In 2018 researchers from Cornell University built an extremely high power detector that used an algorithm-driven process called psychography to triple the resolution of the current state-of-the-art electron microscopes. The breakthrough set a record resolution in the process. A caveat with that machine was that it only functions with ultrathin samples only a few atoms thick.
A new team led by some of the same researchers from Cornell has beat their 2018 record by a factor of two using a new Electron Microscope Pixel Array Detector (EMPAD) that uses a more refined 3D reconstruction algorithm. Researchers on the project say the resolution is so fine-tuned the only blurring remaining is from the thermal jiggling of the atoms in the sample itself.
The team of researchers was led by David Mueller, who says that the new microscope doesn’t just set a new record; it defines a new regime that is effectively going to be an ultimate limit for resolution.
Mueller also says the development opens up many new measurement possibilities for things that scientists have wanted to do for a long time. The breakthrough solved a long-standing problem by undoing multiple scattering of the beam in the sample, something scientist Hans Bethe defined in 1928 that has blocked scientists from resolving the matter in the past.
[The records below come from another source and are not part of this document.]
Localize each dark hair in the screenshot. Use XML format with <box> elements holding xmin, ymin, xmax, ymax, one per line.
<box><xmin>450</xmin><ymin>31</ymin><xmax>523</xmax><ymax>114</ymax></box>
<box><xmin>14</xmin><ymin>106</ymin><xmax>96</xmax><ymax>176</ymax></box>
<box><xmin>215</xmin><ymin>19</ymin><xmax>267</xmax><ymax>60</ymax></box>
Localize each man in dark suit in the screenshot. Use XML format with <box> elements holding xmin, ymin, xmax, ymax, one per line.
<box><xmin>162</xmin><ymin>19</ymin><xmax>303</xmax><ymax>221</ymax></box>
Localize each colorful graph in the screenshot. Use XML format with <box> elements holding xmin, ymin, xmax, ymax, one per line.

Ptychography scans using overlapping scattering patterns were material samples and looked for changes in the overlapping regions. Mueller says scientists are chasing speckle patterns that look a lot like laser pointer patterns that cats enjoy attacking. Scientists want to see how the way changes and compute the object’s shape that caused that pattern.
The detector is slightly defocused, and the beam is broad to capture the broadest range of data possible. The complicated algorithms the team developed reconstruct the pattern resulting in an exact image with precision to a picometer.